Recently, the Solar Energy Team in DNL led by Prof. Can Li, in collaboration with Prof. Lianzhou Wang’s research group of The University of Queensland of Australia achieved the overall splitting of Hydrogen Sulfide (H2S) using an innovative photoelectrochemical–chemical loop reaction system. This work was published in Angewandte Chemie International Edition as a ‘hot paper’ (Angew. Chem. Int. Ed. 2014, doi: /10.1002/anie.201400571 ).
Hydrogen sulfide is an abundant chemical existed in nature and also produced from chemical industry as a by-product. Although H2S represents potential resources of two elements, S and H2 which are individually of valued chemicals, its economic potential has not been well recognized because of its extremely toxic property. Currently, H2S is mainly treated with Claus process wherein it is partially oxidized to water and elemental S, namely, the hydrogen element is not recovered. Therefore, it is highly desirable to develop a cost-effective process to simultaneously recover H2 and S from H2S.

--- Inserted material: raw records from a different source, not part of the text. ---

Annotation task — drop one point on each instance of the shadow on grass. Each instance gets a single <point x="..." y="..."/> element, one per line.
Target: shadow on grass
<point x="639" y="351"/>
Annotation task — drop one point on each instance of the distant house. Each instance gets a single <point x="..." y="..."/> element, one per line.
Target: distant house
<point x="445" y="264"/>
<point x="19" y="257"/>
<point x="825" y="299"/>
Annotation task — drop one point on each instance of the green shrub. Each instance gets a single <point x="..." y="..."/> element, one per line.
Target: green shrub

In this work, an integrated photoelectrochemical–chemical loop for solar-driven overall splitting of H?2S is constructed. This process of converting H2S to H2 and S consists of two integrated reactions. The first reaction is a simple chemical reaction that can efficiently trap and selectively convert H2S to S and protons by the redox couples (I3-/I- or Fe3+/Fe2+). The second reaction is a photoelectrochemical reaction that can reduce protons to generate H2. Meanwhile, the reduction state of the redox couples is restored to the initial oxidation state by the photogenerated holes. Thus with the link of the redox couples, the net reaction is the overall splitting of H2S to produce both H2 and S using solar energy.